En 2023, j’ai commencé à en parler avec des amies qui travaillent plutôt sur les questions sociales. J’avais envie de faire quelque chose. Si je peux avoir un impact dans mon entourage, ou auprès des gens qui me suivent, un impact qui serve une cause qui soit plus grande que moi, j’avais envie que ce soit celle-là. On a donc créé Green Swish. Le projet est vraiment né en 2024, même s’il y a eu les Jeux, une période chargée. Depuis début 2025, on reprend le bébé pour créer des évènements sur les mois qui viennent.
Quelles sont les initiatives que portent le projet ?
Myriam Djekoundade : Pour le moment, on a pas encore réellement organisé d’évènement, on travaille en ce moment-même pour en organiser un premier en 2025. Au départ, le fait de parler de cette association, c’était avec l’idée de contacter des gens qui partagent cette vision et qui défendent ces causes-là. Ça fait quasiment un an que ça a été lancé et sur la première année, on a surtout eu la chance de pouvoir rencontrer des gens, des médias, d’autres athlètes engagés. Rencontrer un tas de personnes et, ensemble, s’inspirer les uns les autres pour monter des projets. La première année a plutôt été dans l’échange.
L’idée pour cette année serait de pouvoir organiser un évènement qui permette de réunir les gens, de les sensibiliser, mais dans un esprit sportif parce que je pense que les valeurs du sport, en tout cas du 3X3 particulièrement, sont fédératrices. Ce sont des valeurs festives et j’ai envie d’organiser un évènement avec cette démarche-là, avec un message forcément axé sur l’écologie.
Si on revient à ce que vous me disiez sur les valeurs du 3X3, j’en comprends que votre engagement est davantage parti d’une inspiration de ses valeurs, que d’une contradiction entre la pratique et des engagements écologiques ?
Myriam Djekoundade : Oui, c’est vrai que cet engagement est plus né de quelque chose de positif que de points à améliorer.
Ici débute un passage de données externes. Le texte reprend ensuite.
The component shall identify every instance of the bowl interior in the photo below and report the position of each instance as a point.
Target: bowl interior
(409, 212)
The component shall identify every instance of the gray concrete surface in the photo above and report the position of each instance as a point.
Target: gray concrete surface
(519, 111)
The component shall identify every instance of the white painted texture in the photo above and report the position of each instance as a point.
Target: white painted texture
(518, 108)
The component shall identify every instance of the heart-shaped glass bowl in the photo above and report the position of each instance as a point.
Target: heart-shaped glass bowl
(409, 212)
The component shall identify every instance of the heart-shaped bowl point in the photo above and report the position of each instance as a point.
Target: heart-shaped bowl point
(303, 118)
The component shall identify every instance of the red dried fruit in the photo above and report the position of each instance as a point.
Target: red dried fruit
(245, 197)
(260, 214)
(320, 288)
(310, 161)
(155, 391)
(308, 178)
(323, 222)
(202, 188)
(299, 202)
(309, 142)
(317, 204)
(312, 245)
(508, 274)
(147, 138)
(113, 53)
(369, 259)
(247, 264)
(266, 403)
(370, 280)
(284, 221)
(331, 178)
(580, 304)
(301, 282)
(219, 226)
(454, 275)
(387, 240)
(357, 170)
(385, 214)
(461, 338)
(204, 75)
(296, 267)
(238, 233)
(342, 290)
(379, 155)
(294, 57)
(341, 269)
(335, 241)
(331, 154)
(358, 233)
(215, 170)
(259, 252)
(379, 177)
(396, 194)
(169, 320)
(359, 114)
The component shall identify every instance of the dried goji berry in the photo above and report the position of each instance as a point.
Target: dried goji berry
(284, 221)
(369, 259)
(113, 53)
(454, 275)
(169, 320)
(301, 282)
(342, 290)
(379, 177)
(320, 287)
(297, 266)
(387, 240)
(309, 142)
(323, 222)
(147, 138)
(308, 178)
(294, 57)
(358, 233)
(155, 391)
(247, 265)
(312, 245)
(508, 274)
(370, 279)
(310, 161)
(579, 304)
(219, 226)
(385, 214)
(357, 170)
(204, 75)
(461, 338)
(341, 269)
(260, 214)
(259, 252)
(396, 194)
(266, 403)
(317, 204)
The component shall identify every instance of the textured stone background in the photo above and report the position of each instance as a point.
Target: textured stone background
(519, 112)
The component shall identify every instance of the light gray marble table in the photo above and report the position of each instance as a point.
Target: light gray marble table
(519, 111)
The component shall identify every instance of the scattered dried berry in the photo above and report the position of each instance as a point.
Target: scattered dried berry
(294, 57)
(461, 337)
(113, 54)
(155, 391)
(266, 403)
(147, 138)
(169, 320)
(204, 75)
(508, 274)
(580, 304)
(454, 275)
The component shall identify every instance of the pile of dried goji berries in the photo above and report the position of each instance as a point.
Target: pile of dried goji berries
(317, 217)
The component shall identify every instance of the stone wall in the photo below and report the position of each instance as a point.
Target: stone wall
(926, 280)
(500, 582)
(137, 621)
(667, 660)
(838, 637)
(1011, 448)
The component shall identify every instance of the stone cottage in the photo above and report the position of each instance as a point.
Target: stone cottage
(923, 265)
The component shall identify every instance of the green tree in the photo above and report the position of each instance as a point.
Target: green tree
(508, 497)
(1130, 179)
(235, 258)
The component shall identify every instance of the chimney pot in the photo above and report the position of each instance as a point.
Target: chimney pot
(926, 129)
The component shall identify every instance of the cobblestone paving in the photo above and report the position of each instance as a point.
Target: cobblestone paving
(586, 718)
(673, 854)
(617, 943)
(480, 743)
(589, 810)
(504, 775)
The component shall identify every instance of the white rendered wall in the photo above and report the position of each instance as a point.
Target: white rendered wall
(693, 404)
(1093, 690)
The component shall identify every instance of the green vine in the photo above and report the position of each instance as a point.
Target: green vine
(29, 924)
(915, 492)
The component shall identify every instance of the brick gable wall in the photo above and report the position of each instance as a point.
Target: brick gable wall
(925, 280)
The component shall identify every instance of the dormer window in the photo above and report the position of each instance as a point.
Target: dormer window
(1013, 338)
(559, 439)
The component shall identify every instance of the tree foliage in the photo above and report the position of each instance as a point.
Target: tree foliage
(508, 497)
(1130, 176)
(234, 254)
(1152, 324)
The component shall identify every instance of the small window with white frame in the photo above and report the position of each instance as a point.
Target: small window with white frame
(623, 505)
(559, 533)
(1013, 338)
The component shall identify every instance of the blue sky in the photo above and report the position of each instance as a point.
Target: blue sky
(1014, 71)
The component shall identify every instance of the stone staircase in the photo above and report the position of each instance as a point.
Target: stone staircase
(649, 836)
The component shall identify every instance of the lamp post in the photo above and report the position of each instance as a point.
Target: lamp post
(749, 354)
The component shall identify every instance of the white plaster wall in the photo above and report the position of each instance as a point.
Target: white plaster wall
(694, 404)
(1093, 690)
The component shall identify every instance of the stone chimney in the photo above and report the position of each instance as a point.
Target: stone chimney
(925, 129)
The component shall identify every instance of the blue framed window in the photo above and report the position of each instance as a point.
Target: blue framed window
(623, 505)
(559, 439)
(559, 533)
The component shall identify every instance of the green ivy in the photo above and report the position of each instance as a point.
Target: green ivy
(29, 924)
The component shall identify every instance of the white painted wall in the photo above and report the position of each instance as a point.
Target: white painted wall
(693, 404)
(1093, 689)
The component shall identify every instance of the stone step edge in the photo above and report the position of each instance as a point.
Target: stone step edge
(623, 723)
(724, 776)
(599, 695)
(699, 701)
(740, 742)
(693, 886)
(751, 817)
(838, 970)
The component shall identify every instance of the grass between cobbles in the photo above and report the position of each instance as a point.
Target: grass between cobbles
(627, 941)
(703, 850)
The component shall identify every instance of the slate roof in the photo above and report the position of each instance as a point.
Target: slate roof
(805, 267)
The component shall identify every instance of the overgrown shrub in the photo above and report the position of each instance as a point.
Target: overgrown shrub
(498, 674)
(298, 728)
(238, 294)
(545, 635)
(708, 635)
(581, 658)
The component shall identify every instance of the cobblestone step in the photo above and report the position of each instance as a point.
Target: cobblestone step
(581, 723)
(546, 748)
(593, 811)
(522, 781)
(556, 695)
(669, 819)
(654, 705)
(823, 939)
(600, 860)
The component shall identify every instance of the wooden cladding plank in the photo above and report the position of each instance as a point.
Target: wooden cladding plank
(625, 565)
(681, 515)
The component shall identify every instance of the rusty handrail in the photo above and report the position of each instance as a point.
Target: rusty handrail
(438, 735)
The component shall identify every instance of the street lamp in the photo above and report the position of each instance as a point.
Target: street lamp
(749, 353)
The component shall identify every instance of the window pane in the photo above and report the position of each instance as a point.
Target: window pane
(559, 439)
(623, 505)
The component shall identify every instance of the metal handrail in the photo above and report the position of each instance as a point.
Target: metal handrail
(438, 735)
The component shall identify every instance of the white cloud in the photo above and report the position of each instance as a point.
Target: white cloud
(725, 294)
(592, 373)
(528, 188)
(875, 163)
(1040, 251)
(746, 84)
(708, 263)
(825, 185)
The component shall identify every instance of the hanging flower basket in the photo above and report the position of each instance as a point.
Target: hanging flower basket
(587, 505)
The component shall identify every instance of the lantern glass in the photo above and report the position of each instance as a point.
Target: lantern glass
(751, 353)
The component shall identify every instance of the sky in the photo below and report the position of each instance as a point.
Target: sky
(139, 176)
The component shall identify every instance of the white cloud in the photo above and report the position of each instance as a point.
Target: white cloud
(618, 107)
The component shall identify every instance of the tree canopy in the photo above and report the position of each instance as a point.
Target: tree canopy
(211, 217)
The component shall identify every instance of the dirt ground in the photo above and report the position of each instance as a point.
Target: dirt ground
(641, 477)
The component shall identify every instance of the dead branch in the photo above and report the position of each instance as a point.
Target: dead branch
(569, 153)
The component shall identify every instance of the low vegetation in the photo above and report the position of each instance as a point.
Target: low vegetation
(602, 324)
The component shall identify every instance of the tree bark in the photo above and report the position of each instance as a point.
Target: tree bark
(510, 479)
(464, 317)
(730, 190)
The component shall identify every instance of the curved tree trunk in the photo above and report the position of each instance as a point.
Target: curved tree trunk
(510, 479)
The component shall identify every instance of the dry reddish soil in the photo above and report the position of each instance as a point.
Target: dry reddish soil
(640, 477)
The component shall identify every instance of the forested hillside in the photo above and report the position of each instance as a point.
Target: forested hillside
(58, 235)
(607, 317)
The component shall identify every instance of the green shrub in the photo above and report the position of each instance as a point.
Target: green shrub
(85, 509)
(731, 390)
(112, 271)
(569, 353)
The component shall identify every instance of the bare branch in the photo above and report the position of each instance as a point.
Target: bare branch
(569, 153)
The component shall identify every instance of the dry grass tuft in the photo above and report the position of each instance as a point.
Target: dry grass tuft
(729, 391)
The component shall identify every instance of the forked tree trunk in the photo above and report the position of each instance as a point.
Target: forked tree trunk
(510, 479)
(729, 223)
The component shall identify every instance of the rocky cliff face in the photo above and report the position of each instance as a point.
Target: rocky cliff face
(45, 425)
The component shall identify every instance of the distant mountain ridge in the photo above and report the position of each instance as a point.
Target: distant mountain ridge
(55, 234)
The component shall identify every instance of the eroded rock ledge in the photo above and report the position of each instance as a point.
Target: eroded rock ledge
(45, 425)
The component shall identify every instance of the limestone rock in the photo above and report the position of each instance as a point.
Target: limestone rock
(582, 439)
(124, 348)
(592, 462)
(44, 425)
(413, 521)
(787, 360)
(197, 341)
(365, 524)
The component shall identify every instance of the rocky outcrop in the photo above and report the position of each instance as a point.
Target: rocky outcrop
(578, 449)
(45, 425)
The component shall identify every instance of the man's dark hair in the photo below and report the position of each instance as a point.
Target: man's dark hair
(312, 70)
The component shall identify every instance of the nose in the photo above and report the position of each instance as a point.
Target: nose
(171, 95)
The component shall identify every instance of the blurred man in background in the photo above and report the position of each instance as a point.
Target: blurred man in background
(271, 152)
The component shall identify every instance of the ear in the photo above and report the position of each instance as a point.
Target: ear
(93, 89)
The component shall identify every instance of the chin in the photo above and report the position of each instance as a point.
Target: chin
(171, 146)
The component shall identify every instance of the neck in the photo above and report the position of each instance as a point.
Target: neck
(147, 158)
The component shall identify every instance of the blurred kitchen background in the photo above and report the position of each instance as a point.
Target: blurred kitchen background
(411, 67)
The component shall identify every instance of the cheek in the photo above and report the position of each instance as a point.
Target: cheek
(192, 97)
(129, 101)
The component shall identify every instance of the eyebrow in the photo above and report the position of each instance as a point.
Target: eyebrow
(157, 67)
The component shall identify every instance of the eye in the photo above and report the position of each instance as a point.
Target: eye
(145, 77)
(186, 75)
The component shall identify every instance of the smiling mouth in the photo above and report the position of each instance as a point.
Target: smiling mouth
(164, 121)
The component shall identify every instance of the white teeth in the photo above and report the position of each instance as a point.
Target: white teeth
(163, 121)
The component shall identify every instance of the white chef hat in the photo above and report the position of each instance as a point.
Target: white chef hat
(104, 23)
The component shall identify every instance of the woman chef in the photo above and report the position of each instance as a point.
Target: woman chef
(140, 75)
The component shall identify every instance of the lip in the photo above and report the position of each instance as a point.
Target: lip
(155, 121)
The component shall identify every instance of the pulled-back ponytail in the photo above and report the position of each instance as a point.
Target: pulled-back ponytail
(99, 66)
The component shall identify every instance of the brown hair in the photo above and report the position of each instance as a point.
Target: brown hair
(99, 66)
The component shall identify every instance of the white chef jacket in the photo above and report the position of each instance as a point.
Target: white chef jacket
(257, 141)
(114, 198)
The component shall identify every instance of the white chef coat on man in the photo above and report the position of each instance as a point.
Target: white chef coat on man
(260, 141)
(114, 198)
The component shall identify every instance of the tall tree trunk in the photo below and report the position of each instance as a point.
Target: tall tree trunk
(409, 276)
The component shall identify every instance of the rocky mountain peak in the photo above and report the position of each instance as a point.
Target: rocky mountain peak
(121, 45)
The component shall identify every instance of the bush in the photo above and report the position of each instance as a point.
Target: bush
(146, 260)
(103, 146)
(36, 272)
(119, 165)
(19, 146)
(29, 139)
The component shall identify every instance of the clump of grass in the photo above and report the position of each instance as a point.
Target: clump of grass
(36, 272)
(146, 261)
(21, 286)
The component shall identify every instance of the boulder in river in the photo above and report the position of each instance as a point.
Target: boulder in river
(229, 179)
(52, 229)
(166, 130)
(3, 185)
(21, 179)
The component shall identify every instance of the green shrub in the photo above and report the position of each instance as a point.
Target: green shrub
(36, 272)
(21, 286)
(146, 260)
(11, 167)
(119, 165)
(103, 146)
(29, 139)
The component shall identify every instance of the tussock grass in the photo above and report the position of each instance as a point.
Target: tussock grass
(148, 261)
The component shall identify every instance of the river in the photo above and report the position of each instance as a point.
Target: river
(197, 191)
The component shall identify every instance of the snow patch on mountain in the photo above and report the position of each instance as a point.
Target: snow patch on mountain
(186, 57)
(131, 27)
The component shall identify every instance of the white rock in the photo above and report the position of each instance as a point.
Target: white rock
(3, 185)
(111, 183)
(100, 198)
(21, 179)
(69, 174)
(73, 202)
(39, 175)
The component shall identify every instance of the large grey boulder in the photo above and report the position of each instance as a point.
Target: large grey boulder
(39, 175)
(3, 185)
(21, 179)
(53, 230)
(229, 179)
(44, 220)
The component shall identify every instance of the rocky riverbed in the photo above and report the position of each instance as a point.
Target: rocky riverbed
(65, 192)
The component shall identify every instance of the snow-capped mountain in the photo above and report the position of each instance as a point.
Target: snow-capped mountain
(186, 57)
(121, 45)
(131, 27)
Pour moi, le sport – et c’est un peu ce qui a questionné ma légitimité – n’est pas le milieu le plus éco-responsable. En y réfléchissant, j’ai vu qu’il y avait vraiment beaucoup à faire et qu’il n’y avait pas de raison que le sport ne devienne pas plus vert, plus responsable, plus conscient des enjeux écologiques. Pour moi, on est tous concernés par ça, c’est la réalité. Donc oui, ce n’est pas né de cet aspect-là mais j’ai envie de faire évoluer les pratiques sportives à mon échelle, pour que demain les problématiques environnementales soient davantage prises en compte.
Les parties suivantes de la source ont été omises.